Artificial Intelligence is in full hype and we talked through how it has become popularised through exhibition matches of chess, Jeopardy and Go. In these games the computer knew the rules of the game, now there are examples where AI can learn the rules as well. Google’s Deep Q-Learning AI program was told to beat an old Atari Breakout game but it knew nothing about how to play. Q-Learning was only able to “see” the screen and was given a singular outcome to achieve; maximise the score. In his excellent book Life 3.0, Max Tegmark called it one of his “major jaw drops” when he saw how quickly this machine could learn the game and then beat it. It took about 10 minutes of basic training, 2 hours to become an expert and after 4 hours of training, it devised a score-maximising strategy that even the human programmers had not figured out – check the video!
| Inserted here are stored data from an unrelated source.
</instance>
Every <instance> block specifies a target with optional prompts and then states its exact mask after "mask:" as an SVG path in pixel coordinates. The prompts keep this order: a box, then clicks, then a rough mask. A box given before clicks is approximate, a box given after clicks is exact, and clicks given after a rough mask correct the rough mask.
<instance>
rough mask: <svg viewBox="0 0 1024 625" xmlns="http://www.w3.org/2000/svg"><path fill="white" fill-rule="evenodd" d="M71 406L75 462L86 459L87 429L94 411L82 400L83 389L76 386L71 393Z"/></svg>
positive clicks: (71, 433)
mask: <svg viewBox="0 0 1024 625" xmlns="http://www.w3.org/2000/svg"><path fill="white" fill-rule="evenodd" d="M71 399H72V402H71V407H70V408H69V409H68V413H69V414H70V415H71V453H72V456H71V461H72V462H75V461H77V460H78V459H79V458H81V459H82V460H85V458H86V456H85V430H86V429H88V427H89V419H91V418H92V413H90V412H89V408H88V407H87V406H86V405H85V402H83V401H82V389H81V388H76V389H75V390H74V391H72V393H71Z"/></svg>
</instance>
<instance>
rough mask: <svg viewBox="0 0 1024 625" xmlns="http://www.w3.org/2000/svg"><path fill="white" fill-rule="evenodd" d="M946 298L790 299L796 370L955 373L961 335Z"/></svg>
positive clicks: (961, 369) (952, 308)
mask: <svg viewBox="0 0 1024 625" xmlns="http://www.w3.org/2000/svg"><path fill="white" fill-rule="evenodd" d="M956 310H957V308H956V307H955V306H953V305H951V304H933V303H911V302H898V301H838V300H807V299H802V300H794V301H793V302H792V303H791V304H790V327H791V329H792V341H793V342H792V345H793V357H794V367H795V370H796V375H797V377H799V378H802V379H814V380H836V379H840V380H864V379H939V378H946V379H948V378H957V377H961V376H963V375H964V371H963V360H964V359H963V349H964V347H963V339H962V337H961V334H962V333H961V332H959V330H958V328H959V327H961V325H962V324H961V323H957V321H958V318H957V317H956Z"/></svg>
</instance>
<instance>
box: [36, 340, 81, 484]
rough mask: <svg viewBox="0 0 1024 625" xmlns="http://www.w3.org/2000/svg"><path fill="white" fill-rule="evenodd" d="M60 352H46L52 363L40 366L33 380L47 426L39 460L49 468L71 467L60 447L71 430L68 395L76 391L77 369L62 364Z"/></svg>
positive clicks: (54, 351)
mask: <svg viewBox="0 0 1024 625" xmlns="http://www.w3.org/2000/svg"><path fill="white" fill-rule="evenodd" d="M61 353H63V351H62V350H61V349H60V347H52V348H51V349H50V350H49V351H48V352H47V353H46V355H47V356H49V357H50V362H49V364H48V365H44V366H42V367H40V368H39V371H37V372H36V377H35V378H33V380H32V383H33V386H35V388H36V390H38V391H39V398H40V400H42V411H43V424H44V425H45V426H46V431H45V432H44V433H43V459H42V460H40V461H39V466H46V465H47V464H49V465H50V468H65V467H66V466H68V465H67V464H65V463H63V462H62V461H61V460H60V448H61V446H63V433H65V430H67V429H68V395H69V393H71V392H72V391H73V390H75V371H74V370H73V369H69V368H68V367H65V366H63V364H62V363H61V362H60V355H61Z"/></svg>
Our children will inherit this trajectory of change and we are all responsible for not only influencing it but also preparing them. Parents and educators don’t need to be experts in technology; it’s hard enough being a great teacher, mum or dad! But we should grapple with these issues and lead the quest in our homes and classrooms for relevant, meaningful answers, however difficult and disruptive they appear to be. We’ve focused on teaching our kids to relate with other children and get on with their siblings in practice for a shared world of work and living. Perhaps now we need to teach them to work with machines and understand artificial intelligence – this is already happening as schools adopt coding and robotics programmes. Not to become a device-bound consumer of fancy apps and clever platforms but so that they can teach these smart tools and use them in their own quest for meaning and purpose. A great example is a very new and intuitive AI platform called Lobe.ai which students can teach to recognise hand gestures, emotions, instrument sounds, physics and even sign language and lip reading.

An excellent conference like Raising Boys and Girls 2018 brings people together together to grapple with all these topics. No one has all the answers but one thing remains true despite the change – the future is always brighter when we work together.